1. Design and connect the sensors such that they can be located in the body frame of the

payload to fully determine the attitude motion of the payload.

2. Use different attitude determination algorithms used to determine the attitude motion

of the payload such as the Kalman Filter, QUEST and TRIAD to be used as the

algorithms to determine the attitude motion

3. Develop graphs and charts related to the translation and orientation of the vehicle as

well as the heat transfer in it

4. Reduce the attitude pointing knowledge of the payload to less than 10 degrees of error.


These objectives provide the desire knowledge to learn how the attitude determination

system can be used in an actual mission.

3.3 Science Background and Requirements

3.3.1 Science Background

The design of the attitude determination system (ADS) for this payload is a midpoint

development for a future CubeSat project with the purpose of communicating data about

measurements for science missions such as a terrestrial gamma ray flashes (short blasts of

gamma rays, which are discharged from the uppermost part of the atmosphere into space1) or

other similar science objectives. The intended requirements must be those needed for an

effective and almost error free communication of the ADS data for the CubeSat that will be

navigating at a height above the Earth’s surface as well as the design of the communication

system with a suitable main lobe beamwidth. The A.D.S. project will give the opportunity to

enhance the chosen technology as well as determine the minimum adjustments that it might

need to meet the goal, which is to develop an attitude determination system prototype.

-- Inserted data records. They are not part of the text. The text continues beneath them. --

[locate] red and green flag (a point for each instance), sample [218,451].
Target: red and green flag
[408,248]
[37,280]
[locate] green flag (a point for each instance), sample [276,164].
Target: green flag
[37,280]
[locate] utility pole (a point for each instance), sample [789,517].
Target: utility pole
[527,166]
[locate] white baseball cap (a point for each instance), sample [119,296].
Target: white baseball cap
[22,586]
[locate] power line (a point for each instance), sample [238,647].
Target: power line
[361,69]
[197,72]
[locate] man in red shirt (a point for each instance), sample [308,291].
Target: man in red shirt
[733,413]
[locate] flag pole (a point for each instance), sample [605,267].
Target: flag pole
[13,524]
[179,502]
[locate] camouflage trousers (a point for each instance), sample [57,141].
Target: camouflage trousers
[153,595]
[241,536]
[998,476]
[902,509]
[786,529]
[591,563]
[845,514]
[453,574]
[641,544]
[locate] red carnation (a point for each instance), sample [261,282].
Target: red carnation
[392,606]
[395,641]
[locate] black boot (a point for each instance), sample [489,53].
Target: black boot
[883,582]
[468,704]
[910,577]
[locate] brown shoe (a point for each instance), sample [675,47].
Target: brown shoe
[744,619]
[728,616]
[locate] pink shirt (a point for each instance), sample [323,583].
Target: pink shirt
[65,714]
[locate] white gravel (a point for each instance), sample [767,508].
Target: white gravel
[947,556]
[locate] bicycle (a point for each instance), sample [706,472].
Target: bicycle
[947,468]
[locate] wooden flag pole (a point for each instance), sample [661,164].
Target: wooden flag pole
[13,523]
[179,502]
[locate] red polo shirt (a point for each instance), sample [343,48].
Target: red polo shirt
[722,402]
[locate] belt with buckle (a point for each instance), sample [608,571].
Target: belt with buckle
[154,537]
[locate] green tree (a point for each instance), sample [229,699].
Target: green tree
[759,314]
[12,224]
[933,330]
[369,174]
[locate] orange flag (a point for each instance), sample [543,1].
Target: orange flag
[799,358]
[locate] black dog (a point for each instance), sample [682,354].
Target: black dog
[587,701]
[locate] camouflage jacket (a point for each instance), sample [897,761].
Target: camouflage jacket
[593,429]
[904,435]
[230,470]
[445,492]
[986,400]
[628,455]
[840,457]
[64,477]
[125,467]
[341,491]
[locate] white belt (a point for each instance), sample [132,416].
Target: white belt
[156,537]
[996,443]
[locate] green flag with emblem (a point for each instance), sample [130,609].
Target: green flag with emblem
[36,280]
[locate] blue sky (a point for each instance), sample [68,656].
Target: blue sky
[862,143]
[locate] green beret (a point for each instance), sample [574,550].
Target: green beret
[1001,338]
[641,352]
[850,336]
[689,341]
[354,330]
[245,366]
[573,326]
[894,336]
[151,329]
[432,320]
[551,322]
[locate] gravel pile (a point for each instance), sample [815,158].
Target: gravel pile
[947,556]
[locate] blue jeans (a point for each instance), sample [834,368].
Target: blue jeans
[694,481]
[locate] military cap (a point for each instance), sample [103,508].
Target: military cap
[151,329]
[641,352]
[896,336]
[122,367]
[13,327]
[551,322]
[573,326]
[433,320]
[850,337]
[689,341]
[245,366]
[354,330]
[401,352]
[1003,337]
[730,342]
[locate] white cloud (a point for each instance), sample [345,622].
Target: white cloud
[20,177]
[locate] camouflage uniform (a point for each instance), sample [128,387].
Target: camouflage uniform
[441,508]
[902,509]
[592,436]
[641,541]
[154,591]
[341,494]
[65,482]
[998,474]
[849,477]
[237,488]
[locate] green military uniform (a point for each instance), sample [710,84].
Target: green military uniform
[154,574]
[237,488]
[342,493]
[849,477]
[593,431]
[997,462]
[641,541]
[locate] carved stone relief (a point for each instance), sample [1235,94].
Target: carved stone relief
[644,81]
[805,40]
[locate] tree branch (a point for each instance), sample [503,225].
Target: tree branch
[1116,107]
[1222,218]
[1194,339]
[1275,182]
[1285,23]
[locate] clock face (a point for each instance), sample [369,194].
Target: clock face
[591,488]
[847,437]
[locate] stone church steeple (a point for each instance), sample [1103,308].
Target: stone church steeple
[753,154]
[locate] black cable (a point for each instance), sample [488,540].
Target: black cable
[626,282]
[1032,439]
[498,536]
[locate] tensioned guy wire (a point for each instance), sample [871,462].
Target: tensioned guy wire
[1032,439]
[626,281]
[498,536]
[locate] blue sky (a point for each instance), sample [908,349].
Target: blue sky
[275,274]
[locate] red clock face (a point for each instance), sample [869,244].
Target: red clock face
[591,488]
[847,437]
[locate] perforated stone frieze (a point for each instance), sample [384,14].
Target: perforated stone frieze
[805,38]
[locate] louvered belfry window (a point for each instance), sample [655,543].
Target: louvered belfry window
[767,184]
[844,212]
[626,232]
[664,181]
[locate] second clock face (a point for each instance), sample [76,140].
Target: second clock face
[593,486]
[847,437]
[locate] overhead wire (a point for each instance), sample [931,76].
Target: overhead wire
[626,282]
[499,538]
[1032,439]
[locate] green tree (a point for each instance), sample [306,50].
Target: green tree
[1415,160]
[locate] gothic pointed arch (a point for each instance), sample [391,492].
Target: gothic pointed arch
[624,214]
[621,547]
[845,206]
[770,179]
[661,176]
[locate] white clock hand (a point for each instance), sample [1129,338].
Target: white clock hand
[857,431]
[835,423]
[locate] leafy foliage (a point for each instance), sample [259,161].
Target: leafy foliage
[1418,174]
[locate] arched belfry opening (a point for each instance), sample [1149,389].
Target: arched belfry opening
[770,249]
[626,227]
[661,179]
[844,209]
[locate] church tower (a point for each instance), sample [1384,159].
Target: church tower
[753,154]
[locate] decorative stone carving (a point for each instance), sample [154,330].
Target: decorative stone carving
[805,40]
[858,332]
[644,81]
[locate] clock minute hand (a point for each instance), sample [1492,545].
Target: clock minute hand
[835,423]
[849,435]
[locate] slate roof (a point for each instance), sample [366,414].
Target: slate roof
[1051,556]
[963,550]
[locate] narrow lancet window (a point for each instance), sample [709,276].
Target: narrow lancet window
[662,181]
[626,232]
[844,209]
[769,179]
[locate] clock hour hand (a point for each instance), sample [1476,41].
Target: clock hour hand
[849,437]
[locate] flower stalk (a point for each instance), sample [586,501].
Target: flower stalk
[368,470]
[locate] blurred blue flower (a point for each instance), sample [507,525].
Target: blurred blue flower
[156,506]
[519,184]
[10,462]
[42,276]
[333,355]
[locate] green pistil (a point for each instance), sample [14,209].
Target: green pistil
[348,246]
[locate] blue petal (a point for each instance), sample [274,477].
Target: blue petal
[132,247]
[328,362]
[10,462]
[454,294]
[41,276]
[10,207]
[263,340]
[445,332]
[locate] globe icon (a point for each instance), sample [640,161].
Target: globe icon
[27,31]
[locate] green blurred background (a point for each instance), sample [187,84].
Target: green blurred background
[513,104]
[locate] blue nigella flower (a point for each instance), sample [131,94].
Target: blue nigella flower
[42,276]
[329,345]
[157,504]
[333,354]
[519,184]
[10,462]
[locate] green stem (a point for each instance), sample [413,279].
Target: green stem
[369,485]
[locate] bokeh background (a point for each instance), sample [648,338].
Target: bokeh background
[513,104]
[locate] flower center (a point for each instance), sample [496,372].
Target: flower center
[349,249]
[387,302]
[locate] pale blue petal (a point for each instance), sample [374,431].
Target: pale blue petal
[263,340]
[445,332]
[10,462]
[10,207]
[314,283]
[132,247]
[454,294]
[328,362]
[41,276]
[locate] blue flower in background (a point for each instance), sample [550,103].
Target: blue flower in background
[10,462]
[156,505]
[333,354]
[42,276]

The attitude of a spacecraft is its orientation in space. The motion of a rigid spacecraft is

specified by its position, velocity, attitude, and attitude motion. The position, acceleration,

and velocity quantities describe the translational motion of the center of mass of the spacecraft

and can be determined from previously defined spatial frames such as the magnetic field of

the Earth and the moment of inertia of the body itself. Moreover, attitude determination is

used to change the spacecraft’s direction and maintain the spacecraft on-course (Attitude

Control System).

Attitude analysis can be classified in three types: attitude determination, prediction, and

control. Attitude determination is a process of calculating the orientation of an object relative

to an inertial reference frame. Attitude prediction is the process of anticipating the future

course of the object through the analysis of dynamic models to extrapolate the attitude history.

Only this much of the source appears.